So $\displaystyle a=b=c=2$ and $\displaystyle a=b=c=-1$ are solutions. - Mar 9th 2009, 10:00 AMjames_bond
No ideas how to prove that there are no other solutions? Maybe this equation is an inequality and equality holds iff $\displaystyle a=b=c$. If so what's the inequality and how to prove it?

- Mar 10th 2009, 06:56 AMred_dog
The equation can be written as

$\displaystyle (ab-c-2)^2+(ac-b-2)^2+(bc-a-2)^2=0$

Then

$\displaystyle \left\{\begin{array}{lll}ab-c=2\\ac-b=2\\bc-a=2\end{array}\right.$

Can you solve the system? - Mar 12th 2009, 06:52 AMjames_bond
Thanks for your help but unfortunately I can't solve the equation system. I got $\displaystyle ab+b=2$ and similarly the other two but I can't get further. Could you help me out, please? Thank you!
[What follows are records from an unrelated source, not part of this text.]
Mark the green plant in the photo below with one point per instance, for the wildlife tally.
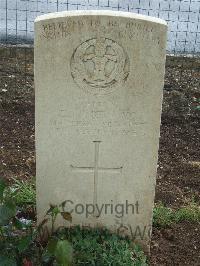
(20, 242)
(23, 192)
(99, 246)
(24, 243)
(12, 244)
(162, 216)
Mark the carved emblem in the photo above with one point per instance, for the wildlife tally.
(99, 64)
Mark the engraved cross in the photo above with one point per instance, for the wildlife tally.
(96, 169)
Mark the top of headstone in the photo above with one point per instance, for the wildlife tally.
(100, 13)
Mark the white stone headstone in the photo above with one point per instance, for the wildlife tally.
(99, 79)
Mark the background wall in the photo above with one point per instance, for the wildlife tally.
(183, 17)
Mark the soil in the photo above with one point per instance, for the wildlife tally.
(179, 155)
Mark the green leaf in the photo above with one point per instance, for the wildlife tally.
(2, 188)
(51, 246)
(20, 225)
(7, 211)
(6, 261)
(24, 243)
(63, 253)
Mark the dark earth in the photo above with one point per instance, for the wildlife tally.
(178, 178)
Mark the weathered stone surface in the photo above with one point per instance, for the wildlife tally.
(99, 79)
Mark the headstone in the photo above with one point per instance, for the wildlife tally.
(99, 79)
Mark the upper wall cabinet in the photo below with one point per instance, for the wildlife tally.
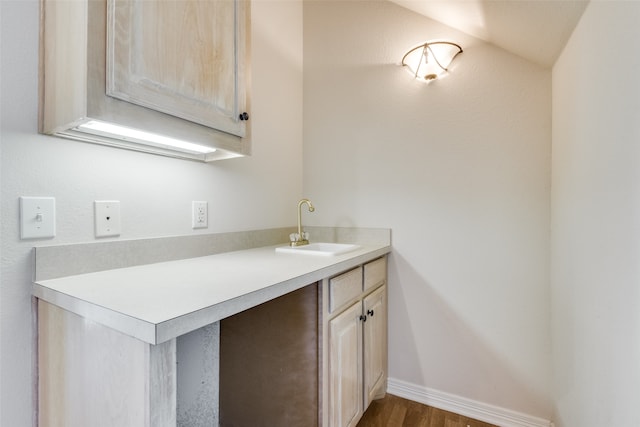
(173, 75)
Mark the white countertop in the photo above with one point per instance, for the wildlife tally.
(158, 302)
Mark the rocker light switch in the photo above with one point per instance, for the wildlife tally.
(107, 218)
(37, 217)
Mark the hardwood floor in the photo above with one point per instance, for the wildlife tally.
(393, 411)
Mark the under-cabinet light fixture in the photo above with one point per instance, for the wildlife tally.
(124, 133)
(430, 59)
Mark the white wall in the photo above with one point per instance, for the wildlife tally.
(156, 192)
(595, 247)
(460, 170)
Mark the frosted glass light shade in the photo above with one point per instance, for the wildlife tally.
(141, 137)
(430, 60)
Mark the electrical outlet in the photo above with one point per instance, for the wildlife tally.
(107, 217)
(199, 215)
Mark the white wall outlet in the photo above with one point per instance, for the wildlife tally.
(199, 215)
(107, 217)
(37, 217)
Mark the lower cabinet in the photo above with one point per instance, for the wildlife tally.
(355, 343)
(314, 357)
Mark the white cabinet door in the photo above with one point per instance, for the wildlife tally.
(345, 368)
(375, 345)
(183, 58)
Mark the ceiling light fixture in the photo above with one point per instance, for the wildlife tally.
(430, 60)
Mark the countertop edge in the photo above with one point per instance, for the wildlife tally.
(157, 333)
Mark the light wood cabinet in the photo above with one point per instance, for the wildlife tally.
(345, 367)
(178, 69)
(355, 343)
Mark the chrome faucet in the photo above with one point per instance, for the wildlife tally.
(301, 238)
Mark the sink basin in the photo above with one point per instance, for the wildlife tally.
(322, 249)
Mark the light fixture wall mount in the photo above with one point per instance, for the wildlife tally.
(430, 60)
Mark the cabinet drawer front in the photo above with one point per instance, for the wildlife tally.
(375, 273)
(344, 288)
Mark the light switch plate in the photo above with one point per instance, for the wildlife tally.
(37, 217)
(199, 215)
(107, 217)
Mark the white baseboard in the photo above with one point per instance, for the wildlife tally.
(460, 405)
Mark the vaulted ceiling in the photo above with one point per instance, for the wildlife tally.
(534, 29)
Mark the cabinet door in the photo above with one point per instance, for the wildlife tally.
(183, 58)
(375, 345)
(345, 368)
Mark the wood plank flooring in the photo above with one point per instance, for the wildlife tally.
(393, 411)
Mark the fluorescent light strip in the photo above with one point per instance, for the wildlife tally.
(142, 137)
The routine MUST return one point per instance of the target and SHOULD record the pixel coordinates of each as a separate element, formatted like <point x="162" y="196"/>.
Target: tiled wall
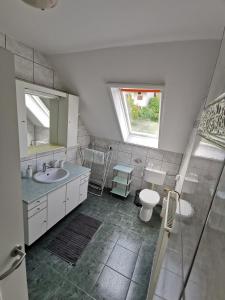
<point x="140" y="157"/>
<point x="31" y="65"/>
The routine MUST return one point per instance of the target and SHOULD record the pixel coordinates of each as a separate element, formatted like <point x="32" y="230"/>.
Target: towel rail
<point x="99" y="172"/>
<point x="166" y="229"/>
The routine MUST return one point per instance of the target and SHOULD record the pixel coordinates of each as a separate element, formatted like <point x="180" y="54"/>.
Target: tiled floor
<point x="115" y="265"/>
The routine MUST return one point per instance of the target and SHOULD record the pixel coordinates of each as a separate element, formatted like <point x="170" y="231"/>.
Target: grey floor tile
<point x="108" y="232"/>
<point x="130" y="240"/>
<point x="111" y="286"/>
<point x="68" y="291"/>
<point x="169" y="285"/>
<point x="42" y="282"/>
<point x="86" y="273"/>
<point x="122" y="261"/>
<point x="143" y="265"/>
<point x="136" y="292"/>
<point x="99" y="250"/>
<point x="49" y="277"/>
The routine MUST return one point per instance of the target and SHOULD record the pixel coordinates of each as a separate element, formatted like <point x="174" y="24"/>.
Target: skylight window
<point x="138" y="111"/>
<point x="39" y="110"/>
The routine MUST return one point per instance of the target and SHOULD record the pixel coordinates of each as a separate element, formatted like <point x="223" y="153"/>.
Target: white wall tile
<point x="155" y="154"/>
<point x="125" y="147"/>
<point x="138" y="160"/>
<point x="172" y="157"/>
<point x="171" y="169"/>
<point x="138" y="171"/>
<point x="19" y="48"/>
<point x="124" y="157"/>
<point x="2" y="40"/>
<point x="23" y="68"/>
<point x="71" y="154"/>
<point x="43" y="75"/>
<point x="154" y="163"/>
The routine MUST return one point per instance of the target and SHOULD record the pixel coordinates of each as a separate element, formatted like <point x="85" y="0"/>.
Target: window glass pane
<point x="143" y="110"/>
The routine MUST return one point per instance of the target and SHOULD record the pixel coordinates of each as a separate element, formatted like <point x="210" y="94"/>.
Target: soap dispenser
<point x="29" y="171"/>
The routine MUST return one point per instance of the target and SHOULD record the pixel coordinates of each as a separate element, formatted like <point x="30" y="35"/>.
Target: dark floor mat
<point x="72" y="240"/>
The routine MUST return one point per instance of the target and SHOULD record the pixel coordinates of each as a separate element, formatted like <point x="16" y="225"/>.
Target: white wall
<point x="184" y="67"/>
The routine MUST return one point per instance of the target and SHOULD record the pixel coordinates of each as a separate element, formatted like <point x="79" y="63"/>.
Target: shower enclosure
<point x="193" y="264"/>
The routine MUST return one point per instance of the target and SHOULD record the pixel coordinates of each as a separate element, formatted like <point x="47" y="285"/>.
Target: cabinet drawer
<point x="37" y="209"/>
<point x="84" y="178"/>
<point x="36" y="202"/>
<point x="37" y="226"/>
<point x="83" y="191"/>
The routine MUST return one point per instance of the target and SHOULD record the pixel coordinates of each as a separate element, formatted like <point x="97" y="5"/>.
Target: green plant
<point x="149" y="112"/>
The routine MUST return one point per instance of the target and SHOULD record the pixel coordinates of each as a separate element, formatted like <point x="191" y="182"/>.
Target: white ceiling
<point x="78" y="25"/>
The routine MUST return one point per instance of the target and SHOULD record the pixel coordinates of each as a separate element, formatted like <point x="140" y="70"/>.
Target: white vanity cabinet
<point x="56" y="206"/>
<point x="43" y="213"/>
<point x="72" y="195"/>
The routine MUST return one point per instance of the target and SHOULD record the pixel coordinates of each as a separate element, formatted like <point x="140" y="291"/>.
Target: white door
<point x="56" y="206"/>
<point x="22" y="118"/>
<point x="13" y="286"/>
<point x="72" y="195"/>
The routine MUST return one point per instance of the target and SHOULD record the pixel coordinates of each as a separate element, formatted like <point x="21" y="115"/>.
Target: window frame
<point x="120" y="107"/>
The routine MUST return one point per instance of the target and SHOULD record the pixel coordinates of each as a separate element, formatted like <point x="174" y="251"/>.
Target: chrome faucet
<point x="44" y="167"/>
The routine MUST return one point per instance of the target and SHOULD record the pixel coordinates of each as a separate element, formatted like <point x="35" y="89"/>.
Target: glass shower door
<point x="206" y="279"/>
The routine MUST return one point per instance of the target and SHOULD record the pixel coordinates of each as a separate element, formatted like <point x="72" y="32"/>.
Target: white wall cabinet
<point x="73" y="195"/>
<point x="56" y="206"/>
<point x="68" y="121"/>
<point x="42" y="214"/>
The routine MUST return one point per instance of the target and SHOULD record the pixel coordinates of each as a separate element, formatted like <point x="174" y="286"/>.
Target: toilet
<point x="148" y="197"/>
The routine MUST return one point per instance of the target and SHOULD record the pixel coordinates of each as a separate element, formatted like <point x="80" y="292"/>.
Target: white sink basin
<point x="51" y="175"/>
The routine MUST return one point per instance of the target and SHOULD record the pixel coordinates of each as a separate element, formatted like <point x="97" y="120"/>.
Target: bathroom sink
<point x="51" y="175"/>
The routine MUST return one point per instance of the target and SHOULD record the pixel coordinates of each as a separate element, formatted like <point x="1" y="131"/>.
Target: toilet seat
<point x="149" y="197"/>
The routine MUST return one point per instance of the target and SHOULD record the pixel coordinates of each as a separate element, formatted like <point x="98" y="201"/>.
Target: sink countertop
<point x="32" y="190"/>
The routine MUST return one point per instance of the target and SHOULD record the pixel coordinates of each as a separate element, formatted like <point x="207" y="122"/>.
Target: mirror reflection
<point x="42" y="116"/>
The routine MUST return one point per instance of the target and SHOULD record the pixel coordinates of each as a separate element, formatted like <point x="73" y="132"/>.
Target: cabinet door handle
<point x="17" y="251"/>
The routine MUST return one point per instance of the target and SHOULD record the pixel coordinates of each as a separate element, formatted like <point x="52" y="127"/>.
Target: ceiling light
<point x="42" y="4"/>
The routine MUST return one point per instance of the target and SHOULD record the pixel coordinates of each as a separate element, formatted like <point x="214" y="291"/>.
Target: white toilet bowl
<point x="149" y="199"/>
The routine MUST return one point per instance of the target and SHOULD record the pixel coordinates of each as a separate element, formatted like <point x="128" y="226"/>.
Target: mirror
<point x="38" y="119"/>
<point x="42" y="114"/>
<point x="47" y="119"/>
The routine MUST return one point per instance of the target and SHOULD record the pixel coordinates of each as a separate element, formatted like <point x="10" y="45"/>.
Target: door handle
<point x="17" y="251"/>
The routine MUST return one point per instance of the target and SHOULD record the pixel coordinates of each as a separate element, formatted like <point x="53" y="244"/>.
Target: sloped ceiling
<point x="78" y="25"/>
<point x="184" y="67"/>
- Mar 12th 2009, 12:57 PMred_dog
Substract the second equation from the first:

$\displaystyle (b-c)(a+1)=0$

1. If $\displaystyle b=c$, replace c with b in the first and the third equation:

$\displaystyle \left\{\begin{array}{ll}ab-b=2\\b^2-a=2\end{array}\right.$

From the second equation $\displaystyle a=b^2-2$

Replace a in the first equation: $\displaystyle b^3-3b-2=0\Leftrightarrow (b+1)^2(b-2)=0$

If $\displaystyle b=-1\Rightarrow a=-1, \ c=-1$

If $\displaystyle b=2\Rightarrow a=2, \ c=2$

2. If $\displaystyle a=-1$, replace a in the first and the third equation:

$\displaystyle \left\{\begin{array}{ll}b+c=-2\\bc=1\end{array}\right.\Rightarrow b=c=-1$